Erdorin, Chroniques de l’Arbre-monde, Livre 2, chapitre 7

Cet article est le numéro 8 d'une série de 16 intitulée Erdorin, Livre 2

Anthil était quelqu’un de très discret, mais son entrée n’échappa pas à Daeithil. Avec un sourire, elle le laissa approcher, lui enlacer la taille et déposer un baiser appuyé dans son cou.
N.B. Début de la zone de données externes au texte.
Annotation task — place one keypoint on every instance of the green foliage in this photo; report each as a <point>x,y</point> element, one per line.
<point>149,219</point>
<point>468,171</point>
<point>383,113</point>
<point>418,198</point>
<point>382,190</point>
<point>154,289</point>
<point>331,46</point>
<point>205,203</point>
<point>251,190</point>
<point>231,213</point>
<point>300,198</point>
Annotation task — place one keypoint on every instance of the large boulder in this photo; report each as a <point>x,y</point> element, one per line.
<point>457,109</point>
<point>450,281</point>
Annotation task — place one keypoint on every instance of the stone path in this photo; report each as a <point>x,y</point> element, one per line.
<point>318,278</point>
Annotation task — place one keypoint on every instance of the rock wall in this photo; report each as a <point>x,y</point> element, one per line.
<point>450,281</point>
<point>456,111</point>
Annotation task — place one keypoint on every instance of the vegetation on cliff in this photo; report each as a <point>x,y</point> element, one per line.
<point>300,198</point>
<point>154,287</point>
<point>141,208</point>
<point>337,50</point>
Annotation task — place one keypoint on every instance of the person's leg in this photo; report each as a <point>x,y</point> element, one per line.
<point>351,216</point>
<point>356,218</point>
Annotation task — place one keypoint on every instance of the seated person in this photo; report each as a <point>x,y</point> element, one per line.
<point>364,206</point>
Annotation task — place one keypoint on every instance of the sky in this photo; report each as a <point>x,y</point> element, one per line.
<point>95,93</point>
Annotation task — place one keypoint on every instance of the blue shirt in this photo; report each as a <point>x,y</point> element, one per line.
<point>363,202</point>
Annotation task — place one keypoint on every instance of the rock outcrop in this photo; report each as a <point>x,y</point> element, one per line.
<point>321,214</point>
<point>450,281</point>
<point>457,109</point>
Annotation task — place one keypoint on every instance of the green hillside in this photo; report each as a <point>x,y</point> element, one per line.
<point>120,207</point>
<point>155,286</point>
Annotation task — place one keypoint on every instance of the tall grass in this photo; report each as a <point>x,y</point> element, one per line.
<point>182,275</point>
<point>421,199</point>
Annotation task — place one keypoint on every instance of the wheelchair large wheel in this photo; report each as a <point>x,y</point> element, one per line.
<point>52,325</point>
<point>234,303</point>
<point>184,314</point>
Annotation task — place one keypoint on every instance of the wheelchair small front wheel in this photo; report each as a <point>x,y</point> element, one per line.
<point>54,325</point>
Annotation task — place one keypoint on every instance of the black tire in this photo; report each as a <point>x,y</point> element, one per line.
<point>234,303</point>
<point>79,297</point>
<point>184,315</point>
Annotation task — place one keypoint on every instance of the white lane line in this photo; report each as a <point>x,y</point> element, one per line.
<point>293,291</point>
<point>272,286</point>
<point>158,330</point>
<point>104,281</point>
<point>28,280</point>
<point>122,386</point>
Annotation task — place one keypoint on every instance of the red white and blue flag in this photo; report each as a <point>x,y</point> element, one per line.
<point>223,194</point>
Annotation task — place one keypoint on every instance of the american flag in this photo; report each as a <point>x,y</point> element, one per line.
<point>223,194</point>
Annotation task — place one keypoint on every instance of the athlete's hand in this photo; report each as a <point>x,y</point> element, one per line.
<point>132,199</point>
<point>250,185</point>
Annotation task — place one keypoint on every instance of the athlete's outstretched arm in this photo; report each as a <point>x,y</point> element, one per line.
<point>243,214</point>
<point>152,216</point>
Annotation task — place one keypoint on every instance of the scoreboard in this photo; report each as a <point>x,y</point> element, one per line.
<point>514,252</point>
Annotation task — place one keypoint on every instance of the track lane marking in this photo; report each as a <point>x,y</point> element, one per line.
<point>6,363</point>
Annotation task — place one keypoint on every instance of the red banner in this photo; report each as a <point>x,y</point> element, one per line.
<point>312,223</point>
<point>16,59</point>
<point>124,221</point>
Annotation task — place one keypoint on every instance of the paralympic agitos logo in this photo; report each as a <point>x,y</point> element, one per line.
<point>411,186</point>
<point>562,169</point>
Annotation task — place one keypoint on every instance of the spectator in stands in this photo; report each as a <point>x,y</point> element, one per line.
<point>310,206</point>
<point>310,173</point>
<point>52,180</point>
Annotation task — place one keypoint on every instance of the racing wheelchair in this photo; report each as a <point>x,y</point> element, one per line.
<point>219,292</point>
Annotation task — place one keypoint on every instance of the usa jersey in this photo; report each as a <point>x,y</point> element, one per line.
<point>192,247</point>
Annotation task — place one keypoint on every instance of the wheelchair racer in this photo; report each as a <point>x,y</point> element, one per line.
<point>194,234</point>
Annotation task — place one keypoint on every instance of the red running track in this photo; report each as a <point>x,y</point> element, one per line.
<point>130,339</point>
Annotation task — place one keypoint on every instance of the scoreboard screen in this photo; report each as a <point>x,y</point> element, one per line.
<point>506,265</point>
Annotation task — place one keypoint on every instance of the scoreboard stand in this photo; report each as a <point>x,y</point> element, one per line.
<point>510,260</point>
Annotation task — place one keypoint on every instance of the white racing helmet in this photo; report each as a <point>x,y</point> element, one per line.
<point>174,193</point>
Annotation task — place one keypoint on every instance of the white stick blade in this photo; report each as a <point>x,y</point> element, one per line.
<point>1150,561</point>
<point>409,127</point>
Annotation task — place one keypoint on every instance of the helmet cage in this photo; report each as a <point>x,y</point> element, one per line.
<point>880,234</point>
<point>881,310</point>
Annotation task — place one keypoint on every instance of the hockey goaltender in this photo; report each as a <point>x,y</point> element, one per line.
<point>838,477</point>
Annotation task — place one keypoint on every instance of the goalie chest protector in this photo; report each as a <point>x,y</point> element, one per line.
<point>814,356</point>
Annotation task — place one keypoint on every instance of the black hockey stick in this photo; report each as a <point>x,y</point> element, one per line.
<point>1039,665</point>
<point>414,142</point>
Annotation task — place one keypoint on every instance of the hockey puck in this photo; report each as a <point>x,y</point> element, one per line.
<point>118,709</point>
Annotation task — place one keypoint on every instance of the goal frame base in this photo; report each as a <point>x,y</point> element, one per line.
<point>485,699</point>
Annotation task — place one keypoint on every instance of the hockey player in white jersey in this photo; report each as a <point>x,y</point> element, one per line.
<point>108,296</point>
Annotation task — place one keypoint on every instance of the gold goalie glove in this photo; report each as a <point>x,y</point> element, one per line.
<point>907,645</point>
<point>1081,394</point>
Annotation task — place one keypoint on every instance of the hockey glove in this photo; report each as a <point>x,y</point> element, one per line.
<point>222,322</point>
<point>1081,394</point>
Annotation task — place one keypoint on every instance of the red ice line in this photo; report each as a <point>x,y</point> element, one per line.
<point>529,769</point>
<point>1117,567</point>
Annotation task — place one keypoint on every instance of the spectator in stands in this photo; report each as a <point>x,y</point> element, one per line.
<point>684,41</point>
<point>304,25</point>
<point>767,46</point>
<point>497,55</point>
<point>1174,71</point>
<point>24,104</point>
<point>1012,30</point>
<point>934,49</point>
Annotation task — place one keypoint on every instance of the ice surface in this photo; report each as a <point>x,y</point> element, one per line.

— Très belle robe, ma Dame. Elle doit être très amusante à retirer.

— Ce sera pour une prochaine fois, vil queutard ! Tu as eu assez de temps pour jouer avec moi cet après-midi.

Elle se retourna pour lui rendre son baiser et profiter une dernière fois de son anatomie. Kalarin et lui étaient les compagnons attitrés de l’ambassadrice Dairil Palankera ; contrairement à ce dernier, Anthil n’avait pas de statut officiel au sein de l’ambassade et cultivait un côté parasite mondain qui cachait assez bien des occupations plus officieuses dans le domaine des renseignements et de l’ingénierie sociale.

Il décrocha un de ses bijoux d’oreille et la glissa autour de la pointe de celle de Daeithil.

— Un petit cadeau de Dai. Une connexion vocale sécurisée, synchronisée sur ta voix. Je soupçonne d’ailleurs qu’elle nous écoute en ce moment même.

— Ça lui ressemblerait bien. Et comme nous avons encore quelques minutes, ce serait dommage de la décevoir…

***

— Bon, c’est quoi, le plan ?

— On rentre, on trouve les bouquins et on ressort.

— C’est le genre de plan qu’j’aime.

— Sans faire sauter quoi que ce soit.

— Ça, j’sais pas si j’sais faire…

Kyoshi éclata de rire à l’imitation d’Arko, qui avait pris pour l’échange la voix de Bojo, un Rowaan particulièrement bas du front dans une sitcom highlander qui, voisinage oblige, avait un certain public à Copacabana. Surtout les versions redoublées.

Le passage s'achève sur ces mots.